À partir de 2006, Canada Parks a lancé un effort concerté pour rétablir le saumon atlantique dans les deux rivières. Entre 2006 et 2017, un total de 968 670 tacons et 1 679 adultes élevés en écloserie ont été stockés dans les rivières et des pièges à vis, la surveillance des montaisons de smolts a capturé jusqu'à ∼ 2 000 smolts quittant les rivières chaque année. De 2011 à 2019, un total de 4 534 adultes de smolts capturés dans l’USR  ont été élevés jusqu'à maturité dans une ferme salmonicole marine et, une fois mûrs, relâchés dans la rivière pour frayer (∼400–900/an). (...) Bien que la production de juvéniles ait augmenté en raison de cet effort, en 2019, les retours d'adultes sauvages (3 en USR) n'avaient toujours pas augmenté de manière substantielle dans les deux rivières. »
Discussion
Les causes alléguées de déclin des saumons et d’autres grands migrateurs comme l’anguille (qui a connu le même effondrement dans les années 1980) sont nombreuses : surpêche en haute mer dans le cadre légal, acidification des océans, changement climatique, polluants émergents, salmoniculture, retour de prédateurs en conséquence de protection (phoques et cétacés par exemple). Mais aucune n’est convaincante pour Michael Dadswell et ses collègues, d’où l’hypothèse privilégiée par eux de la pêche illégale, non déclarée  et non réglementée. 

Nous ne savons pas si cette hypothèse se confirmera et il faudrait déjà mettre des moyens pour contrôler les effets de ces pêches océaniques dans la zone Atlantique nord.
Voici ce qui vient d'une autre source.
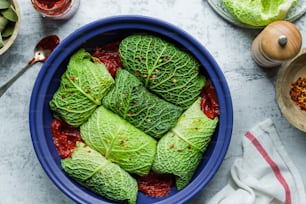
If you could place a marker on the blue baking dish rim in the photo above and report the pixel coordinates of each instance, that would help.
(39, 103)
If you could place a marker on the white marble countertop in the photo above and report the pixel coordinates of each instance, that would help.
(253, 90)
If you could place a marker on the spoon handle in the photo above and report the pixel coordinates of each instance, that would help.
(7, 84)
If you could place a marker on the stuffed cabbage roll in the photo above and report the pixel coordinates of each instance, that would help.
(119, 141)
(163, 68)
(180, 151)
(134, 103)
(92, 170)
(81, 90)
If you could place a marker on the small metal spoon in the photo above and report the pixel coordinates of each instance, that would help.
(42, 51)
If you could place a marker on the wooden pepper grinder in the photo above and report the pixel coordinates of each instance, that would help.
(278, 42)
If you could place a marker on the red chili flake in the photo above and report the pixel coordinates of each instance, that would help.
(64, 137)
(88, 91)
(167, 58)
(298, 92)
(209, 102)
(155, 185)
(109, 55)
(72, 78)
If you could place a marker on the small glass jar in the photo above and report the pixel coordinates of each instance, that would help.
(56, 9)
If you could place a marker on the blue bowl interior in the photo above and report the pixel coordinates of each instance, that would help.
(101, 32)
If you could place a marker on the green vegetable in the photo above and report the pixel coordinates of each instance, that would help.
(92, 170)
(180, 151)
(119, 141)
(259, 12)
(163, 68)
(134, 103)
(4, 4)
(81, 90)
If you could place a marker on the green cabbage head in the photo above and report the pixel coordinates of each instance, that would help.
(259, 12)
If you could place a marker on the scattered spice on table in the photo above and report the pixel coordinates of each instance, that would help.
(298, 92)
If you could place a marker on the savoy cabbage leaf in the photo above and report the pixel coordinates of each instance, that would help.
(119, 141)
(92, 170)
(180, 151)
(81, 90)
(169, 72)
(134, 103)
(259, 12)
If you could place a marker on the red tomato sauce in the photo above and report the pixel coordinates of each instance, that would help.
(155, 185)
(64, 137)
(109, 55)
(209, 102)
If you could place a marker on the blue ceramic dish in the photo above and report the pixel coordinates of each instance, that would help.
(101, 32)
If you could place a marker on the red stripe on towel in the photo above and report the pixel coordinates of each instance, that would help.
(272, 164)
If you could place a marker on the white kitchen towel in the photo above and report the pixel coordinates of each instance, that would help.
(265, 174)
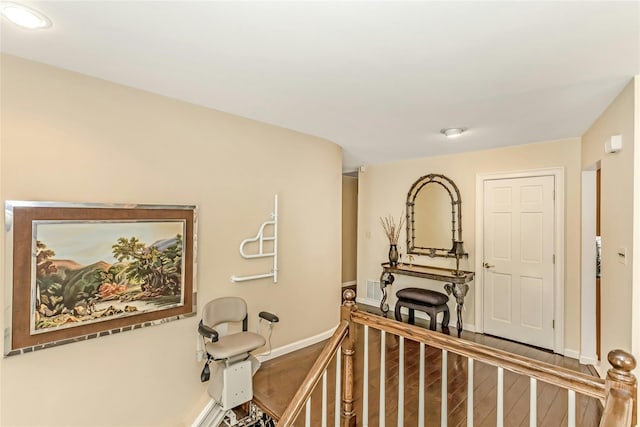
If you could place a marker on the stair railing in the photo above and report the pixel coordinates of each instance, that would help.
(618, 393)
En revanche, le travail des chercheurs montre combien la politique publique des migrateurs en France est éloignée de l’état actuel de la réflexion scientifique. 
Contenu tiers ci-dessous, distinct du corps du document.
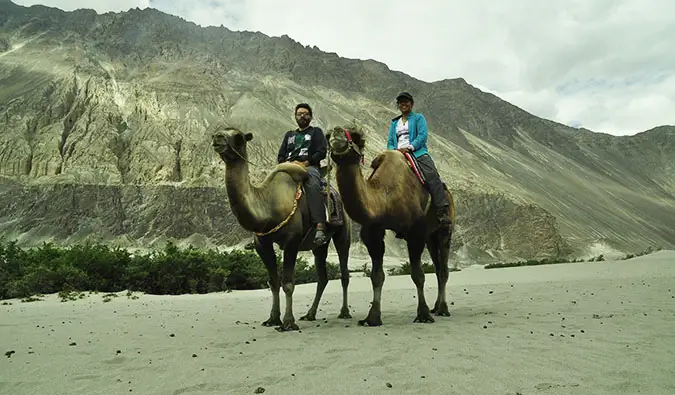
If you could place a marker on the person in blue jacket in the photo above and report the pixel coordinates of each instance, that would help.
(408, 133)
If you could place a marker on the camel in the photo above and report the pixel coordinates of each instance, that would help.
(277, 212)
(391, 198)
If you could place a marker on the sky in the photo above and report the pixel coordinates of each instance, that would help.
(605, 65)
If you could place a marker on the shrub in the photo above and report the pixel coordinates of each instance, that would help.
(99, 268)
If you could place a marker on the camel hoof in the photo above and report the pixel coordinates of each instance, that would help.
(288, 327)
(345, 315)
(370, 322)
(441, 311)
(424, 318)
(272, 322)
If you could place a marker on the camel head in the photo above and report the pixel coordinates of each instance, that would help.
(346, 143)
(230, 143)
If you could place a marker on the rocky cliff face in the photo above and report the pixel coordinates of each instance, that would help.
(103, 124)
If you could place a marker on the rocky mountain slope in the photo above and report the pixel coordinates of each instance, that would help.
(103, 135)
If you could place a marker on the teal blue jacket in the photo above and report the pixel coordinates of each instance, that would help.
(417, 127)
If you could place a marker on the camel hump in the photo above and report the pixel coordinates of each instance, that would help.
(387, 156)
(297, 173)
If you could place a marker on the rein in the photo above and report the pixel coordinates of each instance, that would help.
(351, 146)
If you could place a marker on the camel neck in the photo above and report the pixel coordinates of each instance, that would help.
(243, 196)
(357, 197)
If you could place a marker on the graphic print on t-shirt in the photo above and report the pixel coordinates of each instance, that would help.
(298, 145)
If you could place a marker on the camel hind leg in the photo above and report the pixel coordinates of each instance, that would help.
(438, 246)
(266, 253)
(373, 238)
(320, 254)
(288, 285)
(342, 241)
(416, 244)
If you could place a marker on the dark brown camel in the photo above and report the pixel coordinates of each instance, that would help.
(277, 212)
(391, 198)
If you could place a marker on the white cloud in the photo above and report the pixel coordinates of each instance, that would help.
(606, 65)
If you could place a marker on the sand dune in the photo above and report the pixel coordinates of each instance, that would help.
(591, 328)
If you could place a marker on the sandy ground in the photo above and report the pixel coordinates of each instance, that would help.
(591, 328)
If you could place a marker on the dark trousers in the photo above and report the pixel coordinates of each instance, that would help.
(315, 198)
(434, 183)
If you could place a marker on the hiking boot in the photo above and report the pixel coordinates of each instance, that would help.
(320, 237)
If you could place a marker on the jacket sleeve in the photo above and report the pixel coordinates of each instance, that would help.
(422, 131)
(281, 156)
(391, 138)
(318, 148)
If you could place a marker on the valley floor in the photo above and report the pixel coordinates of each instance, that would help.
(590, 328)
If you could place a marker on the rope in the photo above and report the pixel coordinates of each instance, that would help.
(298, 193)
La guerre des seuils et des barrages lancée au nom de la continuité écologique est une représentation du 20e siècle, qui ne correspond plus à la réalité. Elle est en fait une redite des politiques halieutiques commencée au 19e siècle, comme nous l'avions exposé, sans réflexion de fond sur les nouvelles conditions à l'Anthropocène et en particulier la bifurcation sensible après le milieu du 20e siècle. Sans surprise, même sur les rivières ayant fait l’objet de politique saumon depuis longtemps, on n’assite pas au retour en masse du migrateur malgré des ouvertures de nouveaux habitats (voir nos articles sur la Loire, sur la Vire).  Cela signifie que l’argent public est mal dépensé à deux titres : d’une part, on se trompe sur les problèmes du saumon et on investit sur de mauvais chantiers, en particulier quand ils concernent des seuils anciens n’ayant jamais entravé historiquement le saumon (voir Merg et al 2020) ; d’autre part, en détruisant les ouvrages, on se prive de leurs services écosystémiques rendus à la société, en particulier leurs possibles usages pour la transition énergétique comme l’adaptation climatique et la régulation des niveaux d'eau.

Référence : Dadswell M et al (2022), The decline and impending collapse of the Atlantic Salmon (Salmo salar) population in the North Atlantic Ocean: A review of possible causes, Reviews in Fisheries Science & Aquaculture, 30,2, 215-258.